La sicurezza del server di virtualizzazione si evolve per rispondere alla sfida

I fornitori si stanno muovendo rapidamente per affrontare questi problemi. Negli ultimi due anni, Juniper Networks ha sviluppato una stretta partnership con Altor Networks per il business dei firewall. Al VMworld, Check Point ha presentato la sua Security Gateway Virtual Edition e Cisco Systems ha introdotto la sua VMsafe, un’interfaccia di programmazione (API) VMware che consente ai fornitori di sicurezza di integrare i loro prodotti con vSphere. Questi vendor intendono collocare le proprie soluzioni direttamente negli hypervisor, al fine di abilitare una completa sicurezza del server di virtualizzazione.

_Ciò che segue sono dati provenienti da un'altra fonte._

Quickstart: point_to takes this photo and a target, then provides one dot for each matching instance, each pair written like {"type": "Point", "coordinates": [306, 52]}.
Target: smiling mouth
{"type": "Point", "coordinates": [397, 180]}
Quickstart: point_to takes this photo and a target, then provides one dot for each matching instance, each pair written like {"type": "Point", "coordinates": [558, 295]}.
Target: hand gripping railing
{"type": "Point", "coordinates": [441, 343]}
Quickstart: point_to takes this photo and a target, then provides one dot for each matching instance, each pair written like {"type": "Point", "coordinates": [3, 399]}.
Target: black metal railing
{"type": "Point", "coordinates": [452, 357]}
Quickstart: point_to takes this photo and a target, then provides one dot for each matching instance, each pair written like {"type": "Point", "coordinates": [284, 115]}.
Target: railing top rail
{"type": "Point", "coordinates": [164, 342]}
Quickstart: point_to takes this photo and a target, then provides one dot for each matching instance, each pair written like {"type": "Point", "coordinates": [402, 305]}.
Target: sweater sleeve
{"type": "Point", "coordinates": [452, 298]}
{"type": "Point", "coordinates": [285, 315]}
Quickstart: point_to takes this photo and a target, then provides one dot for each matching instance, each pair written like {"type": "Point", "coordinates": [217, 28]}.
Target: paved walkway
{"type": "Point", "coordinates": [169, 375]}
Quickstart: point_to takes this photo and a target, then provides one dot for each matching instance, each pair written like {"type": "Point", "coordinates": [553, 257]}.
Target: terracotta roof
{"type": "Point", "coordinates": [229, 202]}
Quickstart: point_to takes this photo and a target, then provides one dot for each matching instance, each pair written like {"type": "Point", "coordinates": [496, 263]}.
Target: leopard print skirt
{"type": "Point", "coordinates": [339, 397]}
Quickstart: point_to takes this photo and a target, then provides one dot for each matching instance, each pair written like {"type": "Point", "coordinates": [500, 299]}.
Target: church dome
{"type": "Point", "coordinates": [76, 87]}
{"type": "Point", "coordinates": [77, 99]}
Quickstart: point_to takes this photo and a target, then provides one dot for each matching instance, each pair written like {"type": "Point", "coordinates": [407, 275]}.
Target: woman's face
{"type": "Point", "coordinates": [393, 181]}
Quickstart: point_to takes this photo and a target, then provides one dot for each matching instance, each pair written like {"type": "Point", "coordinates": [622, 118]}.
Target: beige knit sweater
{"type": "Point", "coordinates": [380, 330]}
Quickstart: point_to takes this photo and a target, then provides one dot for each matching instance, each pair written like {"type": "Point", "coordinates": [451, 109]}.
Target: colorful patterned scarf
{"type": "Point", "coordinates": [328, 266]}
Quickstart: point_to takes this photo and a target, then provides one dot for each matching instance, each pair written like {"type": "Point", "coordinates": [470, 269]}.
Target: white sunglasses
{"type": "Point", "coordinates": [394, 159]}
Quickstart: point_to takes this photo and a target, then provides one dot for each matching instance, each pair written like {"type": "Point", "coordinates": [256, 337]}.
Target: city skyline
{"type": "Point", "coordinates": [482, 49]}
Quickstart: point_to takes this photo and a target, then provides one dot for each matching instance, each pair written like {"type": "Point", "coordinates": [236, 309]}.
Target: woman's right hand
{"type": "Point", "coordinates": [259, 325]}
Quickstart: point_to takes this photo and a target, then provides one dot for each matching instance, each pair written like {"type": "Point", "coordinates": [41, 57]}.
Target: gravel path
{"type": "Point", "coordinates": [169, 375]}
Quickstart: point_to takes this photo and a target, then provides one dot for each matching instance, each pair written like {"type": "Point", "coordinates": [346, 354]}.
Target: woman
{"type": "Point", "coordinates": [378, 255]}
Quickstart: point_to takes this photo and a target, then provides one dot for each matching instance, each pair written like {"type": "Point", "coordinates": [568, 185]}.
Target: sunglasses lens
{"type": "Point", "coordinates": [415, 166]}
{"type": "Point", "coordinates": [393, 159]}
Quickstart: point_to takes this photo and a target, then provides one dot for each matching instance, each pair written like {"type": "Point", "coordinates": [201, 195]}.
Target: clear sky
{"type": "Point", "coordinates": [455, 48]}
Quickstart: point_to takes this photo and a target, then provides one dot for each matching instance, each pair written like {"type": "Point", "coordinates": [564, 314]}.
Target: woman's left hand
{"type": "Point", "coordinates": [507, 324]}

“Ci inseriamo nell’hypervisor, sotto e all’interno del sistema operativo, dove non solo possiamo mettere in sicurezza i pacchetti inviati e provenienti da una macchina virtuale, ma possiamo anche avere una completa visibilità di quello che sta accadendo in tale VM – ha affermato Johnnie Konstantas, vice presidente marketing di Altor Networks -. Possiamo vedere quale connessione di rete usa una VM, come vengono assegnate le porte e com’è configurata la rete. Ma anche ispezionare le applicazioni e i servizi che sono installati all’interno della macchina virtuale. Siamo anche in grado di applicare una policy di sicurezza a tali macchine virtuali. Anche se si tratta di un unico host fisico con una serie di server virtuali che vi girano come elementi software, siamo in grado di esportarli, facendo le stesse cose che Juniper SRX fa nell’ambiente fisico”.

E’ essenziale integrare la sicurezza fisica della rete e la virtualizzazione del server

Un prodotto che può fornire una vera sicurezza della virtualizzazione server è solo il primo passo. Le imprese devono poter integrare sicurezza fisica e virtuale in un unico punto di gestione in modo che le operazioni di sicurezza possano diventare più semplici e automatizzate.

“E’ necessario integrare la gestione del tool di sicurezza virtuale con i tool fisici, in modo che la ricerca di un dispositivo fisico o virtuale sia per i tecnici di rete la stessa operazione – ha concluso Jon Oltsik, Senior Analyst di Enterprise Strategy Group -. Le imprese dovrebbero avere una gestione comune delle policy ,in termini di controllo, reporting e auditing. Se ho dispositivi fisici e firewall virtuali, bisogna impostare una policy di sicurezza valida per entrambi, senza soluzione di continuità”.